Why pick v4 (or not)

  • Pick v4 if you want the absolute top of the measured ladder, are running CPU-only inference where the ~14 KB ONNX is irrelevant, and want maximum train-set fidelity.
  • Pick v3 if you want the higher-tier model with the smallest ONNX that still beats v2 measurably (since v4's win over v3 is below noise).
  • Pick v2 (the production default) if you want the tightest possible bundle, lowest dispatch overhead, and the cited Phase-3 baseline.

Quantisation (dynamic-PTQ int8 sidecar — ADR-0275)

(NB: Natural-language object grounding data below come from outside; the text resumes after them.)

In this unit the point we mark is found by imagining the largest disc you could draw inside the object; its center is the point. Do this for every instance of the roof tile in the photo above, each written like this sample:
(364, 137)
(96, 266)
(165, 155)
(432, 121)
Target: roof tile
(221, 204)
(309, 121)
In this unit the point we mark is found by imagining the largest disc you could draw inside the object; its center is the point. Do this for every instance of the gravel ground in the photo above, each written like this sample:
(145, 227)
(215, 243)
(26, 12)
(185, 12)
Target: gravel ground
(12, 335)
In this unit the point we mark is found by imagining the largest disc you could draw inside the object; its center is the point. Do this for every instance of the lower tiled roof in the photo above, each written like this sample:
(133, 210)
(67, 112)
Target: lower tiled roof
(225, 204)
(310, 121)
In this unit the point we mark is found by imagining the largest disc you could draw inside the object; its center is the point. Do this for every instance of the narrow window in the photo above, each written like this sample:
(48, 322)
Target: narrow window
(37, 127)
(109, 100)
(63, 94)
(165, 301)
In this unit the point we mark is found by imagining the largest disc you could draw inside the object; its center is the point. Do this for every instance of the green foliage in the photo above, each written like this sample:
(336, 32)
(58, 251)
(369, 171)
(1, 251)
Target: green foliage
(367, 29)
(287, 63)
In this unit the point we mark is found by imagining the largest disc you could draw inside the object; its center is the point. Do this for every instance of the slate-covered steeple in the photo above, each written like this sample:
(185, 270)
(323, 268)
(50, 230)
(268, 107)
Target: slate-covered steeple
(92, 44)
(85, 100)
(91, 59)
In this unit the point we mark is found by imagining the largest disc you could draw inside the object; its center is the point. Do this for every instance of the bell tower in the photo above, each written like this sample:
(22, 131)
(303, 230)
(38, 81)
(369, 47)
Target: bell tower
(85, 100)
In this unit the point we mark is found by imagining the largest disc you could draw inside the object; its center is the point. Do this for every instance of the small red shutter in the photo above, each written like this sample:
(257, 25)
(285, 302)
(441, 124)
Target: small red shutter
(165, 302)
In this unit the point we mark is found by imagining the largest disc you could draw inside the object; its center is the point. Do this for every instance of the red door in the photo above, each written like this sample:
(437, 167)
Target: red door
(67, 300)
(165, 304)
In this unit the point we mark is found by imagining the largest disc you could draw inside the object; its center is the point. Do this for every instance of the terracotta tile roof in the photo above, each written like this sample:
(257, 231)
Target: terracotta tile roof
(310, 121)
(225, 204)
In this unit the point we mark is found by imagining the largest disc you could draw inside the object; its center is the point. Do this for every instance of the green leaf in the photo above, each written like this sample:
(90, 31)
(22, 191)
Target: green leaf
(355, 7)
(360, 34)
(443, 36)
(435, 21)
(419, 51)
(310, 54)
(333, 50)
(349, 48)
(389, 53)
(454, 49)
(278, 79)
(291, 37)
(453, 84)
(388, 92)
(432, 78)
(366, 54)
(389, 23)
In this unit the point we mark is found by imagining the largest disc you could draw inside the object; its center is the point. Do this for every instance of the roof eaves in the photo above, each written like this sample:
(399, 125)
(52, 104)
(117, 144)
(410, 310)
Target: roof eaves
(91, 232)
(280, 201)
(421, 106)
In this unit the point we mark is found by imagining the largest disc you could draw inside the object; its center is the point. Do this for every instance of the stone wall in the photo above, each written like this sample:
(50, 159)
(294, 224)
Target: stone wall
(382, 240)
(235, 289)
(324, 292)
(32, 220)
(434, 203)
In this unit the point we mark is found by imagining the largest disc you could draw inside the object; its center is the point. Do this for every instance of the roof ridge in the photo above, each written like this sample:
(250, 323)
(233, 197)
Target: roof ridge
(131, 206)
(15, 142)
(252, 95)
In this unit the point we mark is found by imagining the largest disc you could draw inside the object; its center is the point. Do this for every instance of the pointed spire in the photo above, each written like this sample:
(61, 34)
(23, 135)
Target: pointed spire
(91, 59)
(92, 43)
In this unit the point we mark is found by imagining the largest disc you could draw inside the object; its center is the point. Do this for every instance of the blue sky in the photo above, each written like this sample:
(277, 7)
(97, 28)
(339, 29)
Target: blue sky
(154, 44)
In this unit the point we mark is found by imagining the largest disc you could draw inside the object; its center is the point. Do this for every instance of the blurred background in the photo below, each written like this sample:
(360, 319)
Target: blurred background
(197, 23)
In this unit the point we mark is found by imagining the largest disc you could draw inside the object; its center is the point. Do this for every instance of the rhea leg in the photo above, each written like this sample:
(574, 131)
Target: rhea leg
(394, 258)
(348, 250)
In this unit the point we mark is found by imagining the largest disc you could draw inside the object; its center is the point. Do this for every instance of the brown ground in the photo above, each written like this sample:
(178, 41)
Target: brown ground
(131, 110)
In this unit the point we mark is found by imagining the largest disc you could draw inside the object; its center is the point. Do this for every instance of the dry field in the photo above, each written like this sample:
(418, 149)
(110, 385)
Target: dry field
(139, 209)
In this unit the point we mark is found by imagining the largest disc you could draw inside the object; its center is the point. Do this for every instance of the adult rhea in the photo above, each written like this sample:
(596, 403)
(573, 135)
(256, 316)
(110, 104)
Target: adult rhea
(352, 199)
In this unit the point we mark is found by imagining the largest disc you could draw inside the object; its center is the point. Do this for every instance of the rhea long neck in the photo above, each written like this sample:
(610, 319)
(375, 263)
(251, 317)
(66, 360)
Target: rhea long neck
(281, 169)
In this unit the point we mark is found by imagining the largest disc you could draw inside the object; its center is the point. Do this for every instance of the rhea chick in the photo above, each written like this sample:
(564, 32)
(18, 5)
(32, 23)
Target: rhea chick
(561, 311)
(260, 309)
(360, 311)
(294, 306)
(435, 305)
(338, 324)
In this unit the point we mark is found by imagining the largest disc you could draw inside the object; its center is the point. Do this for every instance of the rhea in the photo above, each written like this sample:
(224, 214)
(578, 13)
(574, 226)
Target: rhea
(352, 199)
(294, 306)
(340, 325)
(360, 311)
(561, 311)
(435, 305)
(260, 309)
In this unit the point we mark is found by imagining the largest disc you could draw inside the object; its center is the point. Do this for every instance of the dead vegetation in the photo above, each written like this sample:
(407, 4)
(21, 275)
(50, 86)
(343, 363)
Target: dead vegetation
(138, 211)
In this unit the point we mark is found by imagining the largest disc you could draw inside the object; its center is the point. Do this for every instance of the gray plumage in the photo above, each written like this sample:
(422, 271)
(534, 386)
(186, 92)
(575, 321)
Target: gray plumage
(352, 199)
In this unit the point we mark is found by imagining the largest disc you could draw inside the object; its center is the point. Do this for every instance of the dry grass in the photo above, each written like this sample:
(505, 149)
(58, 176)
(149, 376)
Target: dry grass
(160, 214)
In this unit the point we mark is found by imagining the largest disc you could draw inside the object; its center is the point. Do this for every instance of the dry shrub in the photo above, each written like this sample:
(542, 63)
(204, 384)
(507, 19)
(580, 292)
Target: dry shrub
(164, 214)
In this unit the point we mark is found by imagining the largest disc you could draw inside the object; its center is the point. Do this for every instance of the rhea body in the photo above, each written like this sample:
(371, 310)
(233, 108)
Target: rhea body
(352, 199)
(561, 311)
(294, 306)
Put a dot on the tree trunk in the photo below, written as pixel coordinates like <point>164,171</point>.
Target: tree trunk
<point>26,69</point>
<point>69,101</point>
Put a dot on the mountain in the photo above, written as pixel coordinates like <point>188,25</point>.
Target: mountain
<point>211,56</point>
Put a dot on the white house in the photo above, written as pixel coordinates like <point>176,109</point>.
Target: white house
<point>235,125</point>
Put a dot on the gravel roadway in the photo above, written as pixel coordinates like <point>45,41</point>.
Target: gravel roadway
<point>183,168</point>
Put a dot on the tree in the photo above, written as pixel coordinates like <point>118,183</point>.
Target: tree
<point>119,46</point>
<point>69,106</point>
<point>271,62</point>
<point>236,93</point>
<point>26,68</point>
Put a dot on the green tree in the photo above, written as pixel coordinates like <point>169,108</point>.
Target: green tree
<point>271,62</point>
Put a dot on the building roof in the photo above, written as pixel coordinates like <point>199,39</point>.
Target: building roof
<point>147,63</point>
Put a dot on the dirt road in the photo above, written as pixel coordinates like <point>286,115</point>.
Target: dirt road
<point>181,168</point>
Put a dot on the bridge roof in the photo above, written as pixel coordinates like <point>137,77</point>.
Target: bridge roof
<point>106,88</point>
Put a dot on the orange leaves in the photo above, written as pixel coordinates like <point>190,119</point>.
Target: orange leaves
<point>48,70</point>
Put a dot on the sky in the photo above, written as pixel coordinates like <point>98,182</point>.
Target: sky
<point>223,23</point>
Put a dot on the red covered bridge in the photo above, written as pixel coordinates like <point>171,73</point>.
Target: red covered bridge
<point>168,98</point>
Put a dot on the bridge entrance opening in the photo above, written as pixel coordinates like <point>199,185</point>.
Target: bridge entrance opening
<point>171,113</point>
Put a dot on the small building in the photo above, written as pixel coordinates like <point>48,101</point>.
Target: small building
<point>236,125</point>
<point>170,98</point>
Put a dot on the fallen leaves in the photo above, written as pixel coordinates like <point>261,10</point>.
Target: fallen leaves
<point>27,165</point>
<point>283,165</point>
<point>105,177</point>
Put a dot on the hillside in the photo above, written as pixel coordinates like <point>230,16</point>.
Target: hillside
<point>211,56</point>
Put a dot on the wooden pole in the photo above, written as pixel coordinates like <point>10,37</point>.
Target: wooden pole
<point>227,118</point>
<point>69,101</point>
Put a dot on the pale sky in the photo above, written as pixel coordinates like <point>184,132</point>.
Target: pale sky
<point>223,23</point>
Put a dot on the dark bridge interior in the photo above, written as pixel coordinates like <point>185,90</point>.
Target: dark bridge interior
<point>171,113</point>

A dynamic-PTQ int8 sibling lives at model/tiny/vmaf_tiny_v4.int8.onnx, produced by ai/scripts/ptq_dynamic.py. The runtime redirect in vmaf_dnn_session_open (ADR-0174) loads the int8 sidecar when the registry entry's quant_mode != "fp32"; the fp32 file stays on disk as the regression baseline.

Field Value
Quant mode dynamic (weights-only int8; activations quantised at runtime)
Sidecar file model/tiny/vmaf_tiny_v4.int8.onnx
sha256 (int8) 203a25905a3797b1cc3e3f347f4f6f491b491000d4424017beef64219767a9e9
File size 7 769 B int8 vs 14 046 B fp32 (×0.55) — 45 % smaller
PLCC drop (int8 vs fp32) 0.000145 (Netflix features parquet, ~11k rows)
Budget 0.01 (per ADR-0174 / ADR-0173 default)
CI gate ai-quant-accuracy step in Tiny AI job

mlp_large carries enough weight mass (3 073 params) that the int8 weight tensors actually drive the on-disk size. v4 is therefore the first MLP-flavoured tiny model where dynamic PTQ delivers a meaningful size win — v2 (~257 params) and v3 (~769 params) shrink only marginally because their fp32 ONNX is dominated by op metadata and Constant scaler nodes rather than weights.

# Reproduce
python ai/scripts/ptq_dynamic.py model/tiny/vmaf_tiny_v4.onnx
python ai/scripts/measure_quant_drop.py model/tiny/vmaf_tiny_v4.onnx
# -> [PASS] vmaf_tiny_v4   mode=dynamic PLCC=0.999855  drop=0.000145  budget=0.0100

Limitations

  • Same canonical-6 input contract as v2 / v3 — no new features. v4's quality ceiling is the canonical-6 information bottleneck, not its arch.
  • Trained 4-corpus (NF Public + KoNViD + BVI-DVC A+B+C+D, 330 499 rows). Out-of-distribution content (HDR, 8K, screen content, animation outside the corpora) inherits the corpus's coverage limitations.
  • Single-seed LOSO; v3 also single-seed. v2 was 5-seed. A multi-seed v4 LOSO study (5+ seeds) would tighten the variance estimate but is not gating; the saturation evidence is decisive enough.
  • The architecture ladder stops here. Future tiny-VMAF gains require regime change (richer features, larger corpus, ensembles, distillation), not deeper / wider MLPs. See ADR-0242.